The solution that I’ve come with is to run the second process as a fork of the first process, send it heartbeat messages every second. when the fork detects the absent of the heartbeat messages for more than 2 seconds, it will stop all channels opened by feathers-distributed and will resume them when heartbeat is received again.
I’m wondering if this a known issue, because it is reproduced easily locally with Redis or broadcast, though the workaround applies only to Redis. with broadcast, the process will fail after resuming the channels due to closed socket.
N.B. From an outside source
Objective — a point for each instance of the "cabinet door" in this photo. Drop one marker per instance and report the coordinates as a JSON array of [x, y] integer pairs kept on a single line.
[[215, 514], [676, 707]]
This is the gist of stopping/resuming all channels:
const stopChannels = app => {
stop(app.serviceSubscriber);
stop(app.servicePublisher);
for (const service of Object.values(app.services)) {
stop(service.requester);
stop(service.responder);
stop(service.serviceEventsSubscriber);
stop(service.serviceEventsPublisher);
}
};
const startChannels = app => {
start(app.serviceSubscriber);
start(app.servicePublisher);
for (const service of Object.values(app.services)) {
start(service.requester);
start(service.responder);
start(service.serviceEventsSubscriber);
start(service.serviceEventsPublisher);
}
};
const stop = channel => {
if (channel)
channel.discovery.stop();
};
const start = channel => {
if (channel)
channel.discovery.start();
};
We can integrate this into the library, since the project should not manage the list of opened channels.
Issue Analytics
- State:
- Created 4 years ago
- Comments:5 (3 by maintainers)
Top GitHub Comments
Closing in favor of https://github.com/kalisio/feathers-distributed/issues/48.
Thanks. It usually takes a minute or two to crash the OS with ~150 services (without Feathers events publishing) and for a developer, holding on a breakpoint for more than a minute is not a rare use-case.